The mortality patterns in human populations reflect biological, social and medical factors affecting our lives, and mathematical modelling is an important tool for the analysis of these patterns. It is known that the mortality rate in all human populations increases with age after sexual maturity. This increase is predominantly exponential and satisfies the Gompertz equation. Although the exponential growth of mortality rates is observed over a wide range of ages, it excludes early- and late-life intervals. In this work we accept the fact that the mortality rate is an exponential function of age and analyse possible mechanisms underlying the deviations from the exponential law across the human lifespan. We consider the effect of heterogeneity as well as stochastic factors in altering the exponential law and compare our results to publicly available age-dependent mortality data for Swedish and US populations. In a model of heterogeneous populations we study how differences in parameters of the Gompertz equation describing different subpopulations account for mortality dynamics at different ages. Particularly, we show that the mortality data on Swedish populations can be reproduced fairly well by a model comprising four subpopulations. We then analyse the influence of stochastic effects on the mortality dynamics to show that they play a role only at early and late ages, when only a few individuals contribute to mortality. We conclude that the deviations from exponential law at young ages can be explained by heterogeneity, namely by the presence of a subpopulation with high initial mortality rate presumably due to congenital defects, while those for old ages can be viewed as fluctuations and explained by stochastic effects.
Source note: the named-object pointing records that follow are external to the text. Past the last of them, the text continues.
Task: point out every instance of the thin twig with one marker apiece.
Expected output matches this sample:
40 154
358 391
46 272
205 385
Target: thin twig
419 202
人口死亡率模式反映了影响我们生活的生物、社会和医学因素,数学建模是分析这些模式的重要工具。众所周知,在性成熟后,所有人类群体的死亡率都会随着年龄的增长而增加。这种增长主要是指数型的,并符合戈珀兹方程。尽管死亡率在广泛的年龄范围内呈指数增长,但它排除了生命早期和晚期的间隔。在这项工作中,我们接受死亡率是年龄的指数函数这一事实,并分析了人类寿命范围内偏离指数定律的可能机制。我们考虑了异质性和随机因素对指数定律的影响,并将我们的结果与瑞典和美国人口的公开可用的年龄相关死亡率数据进行了比较。在异质人群模型中,我们研究了描述不同亚群的戈珀兹方程的参数差异如何解释不同年龄的死亡率动态。特别是,我们表明,描述四个亚群的戈珀兹方程的参数差异可以很好地再现瑞典人口的死亡率数据。然后,我们分析了随机效应对死亡率动态的影响,以表明它们仅在早期和晚期起作用,那时只有少数个体对死亡率有贡献。我们得出结论,年轻时偏离指数定律可以用异质性来解释,即由于先天缺陷导致初始死亡率高的亚群的存在,而对于老年来说,这些可以看作是波动,可以用随机效应来解释。